Saturday, November 30, 2013

Why We Don't Wait Around For Santa

Act #334:  There are plenty of magical things about the holidays.

Note:  I wrote this three years ago, but much of it still rings true to our family, although there seem to be more questions about Santa this year. 

The cool dude with the beard.  Yes, that’s exactly what my 3-year old, Jack thinks of Santa – and we’re perfectly OK with that.  When people ask us why we’re not raising Jack to “believe” in Santa, here’s the thing – we’re not really raising him NOT to believe in Santa.  In fact we read books about Santa, we comment about Santa when we see him in the mall or in one of our favorite Christmas movies, “Polar Express.”  We’ve never told Jack {spoiler alert} that Santa doesn’t exist.  We simply choose not to perpetuate the myth that a stranger with no connection to our son whatsoever, will be bringing him an abundance of presents just as long as he promises to be good.

Come to find out, it’s not so easy to raise a kid in Berea, KY not to believe in the jolly old fella.  Before Christmas, people were constantly asking Jack, “What is Santa going to bring you?” and they walked away appalled when he responded by saying, “Nothing.  Mommy and Daddy already bought my presents!”  Even worse, after Christmas, when people asked, “What did Santa bring you Jack?” he replied, “Nothing.  Santa didn’t come to my house.”   I could just feel the pity and wrath of judgment piercing through my soul.  Based on these events of Christmases past, I thought it would be a good idea to try to articulate exactly why it is that we choose not to encourage our son to believe in the existence of St. Nick - so here goes:

1.  We want to teach our son that gratitude is just as important as giving itself.  We want him to have a connection with, and sincere appreciation for someone who has taken the time to give of themselves to him – his grandparents, family friends, his parents, and not someone he will never come to meet or know, or even be able to thank.

2.  We don’t want gifts to take center stage during the holidays.  We want to foster childhood memories that include holidays as a time to reflect on the importance of giving to others and being part of a community, rather than a year-long anticipation and build-up on the receiving of material goods.

3.  We want our son’s motives to “be good” to be intrinsic in nature, and not derived from a desire to make the cut on some fictional “nice” list.  As Santa himself would say, be good for goodness sake!

4.  And last but not least, I’m  halfway joking and halfway serious on this one – we’ll perpetuate the notion of Santa the day that we can explain to our son, why it is that Santa is so unfairly biased towards rich kids.

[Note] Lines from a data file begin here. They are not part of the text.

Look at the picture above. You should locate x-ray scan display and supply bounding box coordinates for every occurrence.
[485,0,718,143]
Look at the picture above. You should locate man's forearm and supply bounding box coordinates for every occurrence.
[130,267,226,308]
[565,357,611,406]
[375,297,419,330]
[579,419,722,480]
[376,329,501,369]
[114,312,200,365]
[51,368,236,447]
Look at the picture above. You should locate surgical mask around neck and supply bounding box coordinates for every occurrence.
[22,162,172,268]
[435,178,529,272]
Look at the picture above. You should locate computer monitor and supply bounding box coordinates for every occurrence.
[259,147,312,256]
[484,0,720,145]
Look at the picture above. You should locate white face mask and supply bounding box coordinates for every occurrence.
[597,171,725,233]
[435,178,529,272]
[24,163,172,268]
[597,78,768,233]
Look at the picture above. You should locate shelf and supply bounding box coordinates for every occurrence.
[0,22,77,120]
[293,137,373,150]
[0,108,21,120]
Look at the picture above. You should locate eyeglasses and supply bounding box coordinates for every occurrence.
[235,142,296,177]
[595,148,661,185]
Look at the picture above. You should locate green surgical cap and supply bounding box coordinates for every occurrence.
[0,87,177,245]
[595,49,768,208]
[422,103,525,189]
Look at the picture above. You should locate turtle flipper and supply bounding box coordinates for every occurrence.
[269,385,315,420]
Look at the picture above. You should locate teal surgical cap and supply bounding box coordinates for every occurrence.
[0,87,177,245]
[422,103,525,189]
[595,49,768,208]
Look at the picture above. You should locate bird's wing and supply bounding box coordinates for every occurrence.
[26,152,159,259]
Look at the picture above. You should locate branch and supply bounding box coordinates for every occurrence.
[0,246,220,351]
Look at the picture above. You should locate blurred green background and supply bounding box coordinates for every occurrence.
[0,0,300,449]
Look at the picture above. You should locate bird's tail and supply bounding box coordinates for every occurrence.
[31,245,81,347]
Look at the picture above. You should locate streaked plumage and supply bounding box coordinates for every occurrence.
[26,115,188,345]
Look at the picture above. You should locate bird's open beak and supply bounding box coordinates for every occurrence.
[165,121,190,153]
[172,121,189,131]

Have we killed the magic of Christmas?  Ruined our son’s childhood?  You be the judge.  This is what you’d probably hear (honestly) if you asked Jack what this past Christmas has meant to him:

Staying in a mountain cabin with baby Miles and Uncle Ronnie, making snow angels while daddy shoveled Miss Noreen’s driveway, seeing the national gingerbread house display in Asheville, shopping for 3 kids who don’t have a mommy and whose daddy doesn’t have a lot of money to buy them clothes and toys, seeing the model train display at the Children’s museum, eagerly anticipating the arrival of a brown paper package sent from Khun Ta & Khun Yai (his Thai grandparents), sleepover at granny's complete with homemade brownies and watching “A Christmas Carol”, spending Christmas Eve with pop and granny - his two living paternal GREAT grandparents (how special is that?), waking up every day for two weeks to mommy NOT rushing to get to work, cuddling and kissing on him, eating our traditional Chinese buffet lunch with our urban family on Christmas day.  Because at the end of the day, it’s not about the gifts, or the tree, or the turkey, it’s about being with people you love, and reaching out to others who could use a little love themselves. 

Now if that isn’t magical, I don’t know what is.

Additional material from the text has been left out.